Size dstImgSize(70,70); // same image size of db
Mat finalSizeImg;
resize(cropImage, finalSizeImg, dstImgSize);
Running opencv_emotion_classification.cpp
Compile the code and transfer the file to Intel Galileo. Make sure theuvcvideo driver is loaded and the webcam is connected to the USB port (read the “Connecting the Webcam” section in this chapter), and transfer the program to the same location of your CSV file. Stay in front your camera, preferably two feet away, make some emotional expressions, and then run the following command:
root@clanton:∼/emotion#
./opencv_emotion_classification my_csv.csv 2> /dev/null
camera is ok.. Stay 2 ft away from your camera
processing the image....
SOME DEBUG
-------------------------
faces detected:1
x: 172
y: 25
w: 132
h: 132
[132 x 132]
faces[0].x:172
p1.x:-172
px :25
py :25
rec_w:80
rec_h:102
Predicted class = 0
You are happy!
The software classifies the image as happy. Extracting the debug images onlyface.jpg and imageInRectangle.jpg from the file system, it is possible to observe my expression in the cropped image, shown in Figure 7-14.

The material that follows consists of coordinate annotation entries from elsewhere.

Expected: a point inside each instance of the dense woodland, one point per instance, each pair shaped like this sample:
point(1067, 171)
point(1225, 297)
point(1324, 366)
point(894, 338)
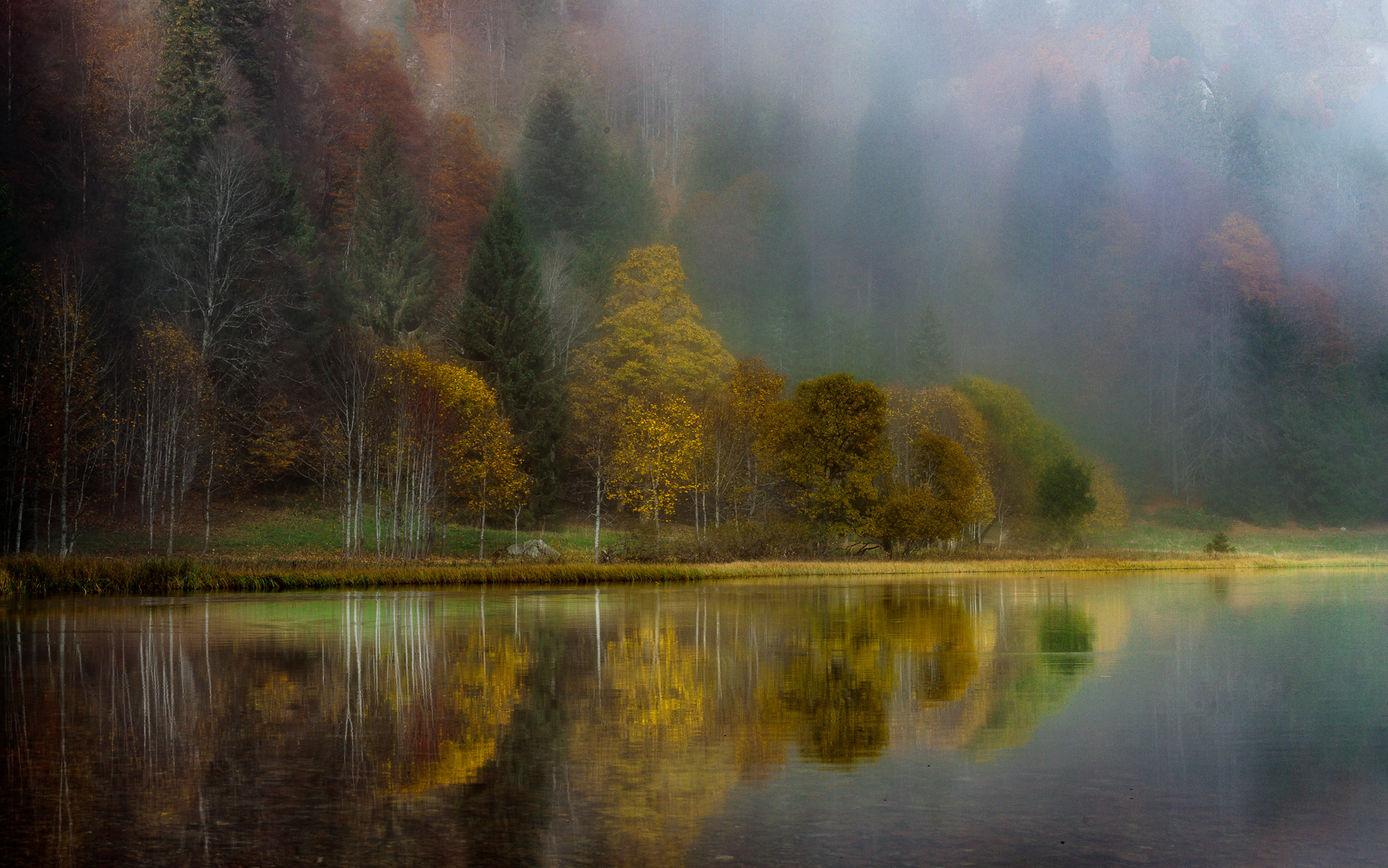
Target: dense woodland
point(497, 260)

Note in Figure 7-14 the areas that are cropped out, including the background, the hair, and the ears.
root@clanton:∼/emotion#
./opencv_emotion_classification my_csv.csv 2> /dev/null
camera is ok.. Stay 2 ft away from your camera
processing the image....
SOME DEBUG
-------------------------
faces detected:1
x: 178
y: 3
w: 143
h: 143
[143 x 143]
faces[0].x:178
p1.x:43
two eyes detected
px :31
py :35
rec_w:84
rec_h:91
Predicted class = 1
You are surprised!
The software classifies this image as surprised. Extracting the debug images onlyface.jpg and imageInRectangle.jpg from the file system, it observes my expression and crops the image, as shown in Figure 7-15.
Keep varying the expression and checking the efficiency of the captured images.